Die Zuständigkeit für "dreidimensionale Kultur" wird also entschieden beansprucht, trotz aller Erfahrungen mit den Realitäten im Baugeschehen. Der Kampf, auch der innere, auf der Höhe der Zeit, im Brennpunkt brisanter Fragen, zu Modellen zu gelangen, die sich in neue Modelle verwandeln, also nichts Lineares mehr unterstellen, hat Strukturen im Blick, die beweglich bleiben, als Zusammenwirken sich ändernder Raumvorstellungen und Verhaltensweisen. Architektur mit Inhalten zu überfrachten, kann lähmen. Kompetenz lebt von Arbeitsteilung; wo sie nicht funktioniert, muss sie eingefordert werden. Um soziale und technische Innovationen wirklich voranzutreiben, wären Architekturoffensiven notwendig, noch dazu wo der Bedarf an städtischen Situationen weltweit explosiv zunimmt. Es ginge um mehr, als im Fluss des Geschehens ausstrahlende Anhaltspunkte zu positionieren. Durchsetzen lässt sich selbst das, so die spürbar notwendige Strategie, nur als sichtbare und hörbare Stimme in medial erzeugten Kraftfeldern. Dazu braucht es Modelle und Bilder.

Visualisierung von Denkprozessen

Die Bilder dieser Modelle - und vieler fertiggestellter Bauten - stellt seit Jahren Gerald Zugmann her. Er reduziert die drei Dimensionen entworfener Gebäude auf zweidimensionale Flächen, die durch einen Rand begrenzt sind. So lapidar sieht er das. Die Schwierigkeit liege darin, Volumina und Strukturen abzubilden. Es geht ihm dabei um das Fassen von Formen, von Lichtsituationen, von Überschneidungen. Für ihn ist das Handwerk. Das fotografierte Objekt wird dadurch zu etwas anderem. Realismus interessiert ihn nicht.
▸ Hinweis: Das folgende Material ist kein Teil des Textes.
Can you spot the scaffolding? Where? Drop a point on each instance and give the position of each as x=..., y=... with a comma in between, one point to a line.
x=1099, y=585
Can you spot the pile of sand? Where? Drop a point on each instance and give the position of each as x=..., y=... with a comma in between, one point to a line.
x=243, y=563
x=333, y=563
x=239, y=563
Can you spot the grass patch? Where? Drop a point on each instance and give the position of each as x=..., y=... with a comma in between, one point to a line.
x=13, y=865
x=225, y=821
Ein Foto kann und soll nicht so tun, als würde es das Objekt - oder eine Realität - wirklich darstellen, sagt er dazu. Seine Arbeit ist nichts Zusätzliches, Ergänzendes, sondern Teil der in Gang gesetzten Denkprozesse. Auch für die Architekten eröffnen sich damit ständig weitere Zugangsweisen. Indem ihm völlige Freiheit gelassen wird, kann diese Aufgabenteilung beidseitig fruchtbar werden. Es geht zwar in der Regel um Aufträge, deren klarer Rahmen stecke aber zugleich die Bedingungen für Präzision deutlich ab. Das Objekt selbst und die in ihm manifestierte Ideenwelt sind das Wichtige.
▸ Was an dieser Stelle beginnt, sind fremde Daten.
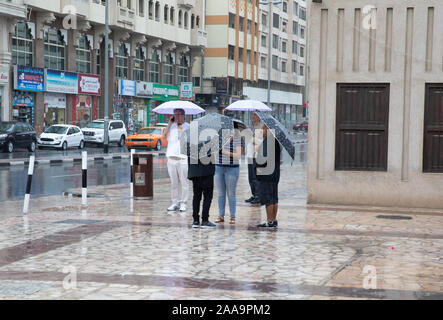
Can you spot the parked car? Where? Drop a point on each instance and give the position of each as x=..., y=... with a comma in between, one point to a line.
x=61, y=136
x=15, y=134
x=147, y=138
x=94, y=132
x=302, y=126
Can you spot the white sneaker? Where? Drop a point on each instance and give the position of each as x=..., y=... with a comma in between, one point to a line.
x=174, y=207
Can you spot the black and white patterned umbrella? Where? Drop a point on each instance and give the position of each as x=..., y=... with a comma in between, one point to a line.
x=279, y=131
x=206, y=135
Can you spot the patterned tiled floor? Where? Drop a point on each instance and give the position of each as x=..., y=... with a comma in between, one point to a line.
x=118, y=248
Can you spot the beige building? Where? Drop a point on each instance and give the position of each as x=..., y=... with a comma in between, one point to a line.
x=376, y=103
x=153, y=47
x=235, y=63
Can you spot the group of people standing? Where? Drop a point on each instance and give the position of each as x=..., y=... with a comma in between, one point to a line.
x=223, y=170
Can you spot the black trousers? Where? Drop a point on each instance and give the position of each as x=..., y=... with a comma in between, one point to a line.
x=202, y=186
x=253, y=182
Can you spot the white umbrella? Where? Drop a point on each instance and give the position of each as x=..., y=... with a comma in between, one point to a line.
x=168, y=107
x=248, y=105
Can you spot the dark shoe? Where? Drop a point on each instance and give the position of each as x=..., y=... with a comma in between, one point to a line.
x=208, y=225
x=196, y=224
x=265, y=224
x=255, y=201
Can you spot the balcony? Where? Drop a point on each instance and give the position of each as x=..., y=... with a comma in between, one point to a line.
x=188, y=4
x=199, y=38
x=125, y=16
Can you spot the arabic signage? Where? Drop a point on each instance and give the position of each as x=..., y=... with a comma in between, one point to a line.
x=186, y=90
x=127, y=88
x=61, y=81
x=144, y=89
x=29, y=78
x=89, y=84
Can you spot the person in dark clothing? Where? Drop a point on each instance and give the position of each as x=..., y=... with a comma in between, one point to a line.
x=268, y=173
x=202, y=176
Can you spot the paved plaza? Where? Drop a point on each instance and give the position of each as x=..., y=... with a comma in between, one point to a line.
x=118, y=248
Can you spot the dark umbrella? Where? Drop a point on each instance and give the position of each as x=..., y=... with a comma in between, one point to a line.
x=279, y=131
x=217, y=129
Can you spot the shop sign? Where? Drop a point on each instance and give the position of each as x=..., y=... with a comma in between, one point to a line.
x=61, y=81
x=89, y=84
x=4, y=75
x=144, y=89
x=165, y=92
x=29, y=78
x=186, y=90
x=127, y=88
x=22, y=99
x=54, y=100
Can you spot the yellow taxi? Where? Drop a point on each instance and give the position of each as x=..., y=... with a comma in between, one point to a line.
x=147, y=138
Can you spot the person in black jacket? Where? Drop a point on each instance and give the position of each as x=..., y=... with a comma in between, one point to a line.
x=268, y=173
x=202, y=176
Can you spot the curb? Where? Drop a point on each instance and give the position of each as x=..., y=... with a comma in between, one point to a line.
x=71, y=160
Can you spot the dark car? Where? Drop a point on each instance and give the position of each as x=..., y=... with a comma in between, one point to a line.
x=302, y=126
x=17, y=135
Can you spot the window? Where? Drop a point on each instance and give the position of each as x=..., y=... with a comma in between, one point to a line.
x=302, y=13
x=183, y=70
x=141, y=8
x=121, y=62
x=275, y=62
x=151, y=9
x=263, y=41
x=54, y=49
x=362, y=127
x=83, y=60
x=275, y=41
x=263, y=62
x=154, y=68
x=230, y=52
x=276, y=20
x=294, y=47
x=22, y=45
x=139, y=65
x=168, y=70
x=295, y=27
x=433, y=129
x=264, y=20
x=231, y=21
x=294, y=66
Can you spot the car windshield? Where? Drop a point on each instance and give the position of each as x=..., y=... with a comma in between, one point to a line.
x=56, y=129
x=150, y=131
x=96, y=125
x=6, y=126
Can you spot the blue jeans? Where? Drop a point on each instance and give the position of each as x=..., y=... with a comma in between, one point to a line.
x=226, y=179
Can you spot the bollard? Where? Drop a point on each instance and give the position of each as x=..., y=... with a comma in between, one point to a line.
x=132, y=176
x=84, y=178
x=28, y=184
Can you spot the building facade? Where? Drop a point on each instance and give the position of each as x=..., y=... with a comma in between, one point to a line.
x=376, y=103
x=236, y=62
x=152, y=49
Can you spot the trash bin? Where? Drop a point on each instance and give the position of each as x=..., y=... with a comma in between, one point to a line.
x=142, y=173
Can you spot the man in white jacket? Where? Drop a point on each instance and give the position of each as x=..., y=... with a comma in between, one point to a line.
x=177, y=162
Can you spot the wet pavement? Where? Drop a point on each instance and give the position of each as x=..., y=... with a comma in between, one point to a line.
x=123, y=248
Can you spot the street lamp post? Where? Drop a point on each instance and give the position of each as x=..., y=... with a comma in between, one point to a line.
x=270, y=3
x=106, y=133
Auf die Dynamik der Entwurfsprozesse reagiert er mit Betonung von Statik, von Stille. Er erzeugt Stillleben. Dass es um sorgsam vorbereitete Momente geht, soll sichtbar werden. Damit wird er zum teilnehmenden Beobachter in Forschungsvorgängen, dessen wortlose Statements Gewicht haben. Die Modelle selbst und die Fotos davon repräsentieren komplementäre Ebenen in diesen Verfahren, die weiterlaufen, solange sie zur Präzisierung von Sensibilität und Urteilskraft herausfordern. Das Explosive, Hitzige, nur scheinbar Stillhaltende der Modelle wird mit betonter Kühle betrachtet. Gleichgültig wird der Blick dadurch keineswegs. Von ihm ausgeübte Kontrollfunktionen brauchen sich nicht mit Unbestechlichkeit zu brüsten; die Genauigkeit der Ergebnisse spricht gleichsam eine wissenschaftliche Sprache, dennoch ist klar, dass es nicht um Objektivität gehen kann.

Die Umgebung wird meistens ausgeblendet oder abgedunkelt. Der Eindruck des Düsteren ergebe sich aus der Absicht, Ausschnitte zu betonen, Spannungen zu erzeugen, etwas aus dem Dunkel hervortreten zu lassen, meint er zu seiner Vorliebe für solche Wirkungen. Verfremdungseffekte stellen sich gegen eine unterhaltsame Art der Betrachtung. Es soll Analytisches herausgefordert werden. Trotz aller Statik könnte in jedem Moment etwas Überraschendes passieren, und sei es ein Gewitter. Gerald Zugmann schafft es, eine in der Luft liegende Ungewissheit in seine Fotos hineinzubringen. Wie lang er die Zeit anhält, wird nicht ganz klar. Zeit ist aber genauso präsent wie der Raum. Er macht das jeweilige Objekt zum Kristallisationsort solcher Bezüge, auch dessen vierte Dimension wird als Kraft spürbar.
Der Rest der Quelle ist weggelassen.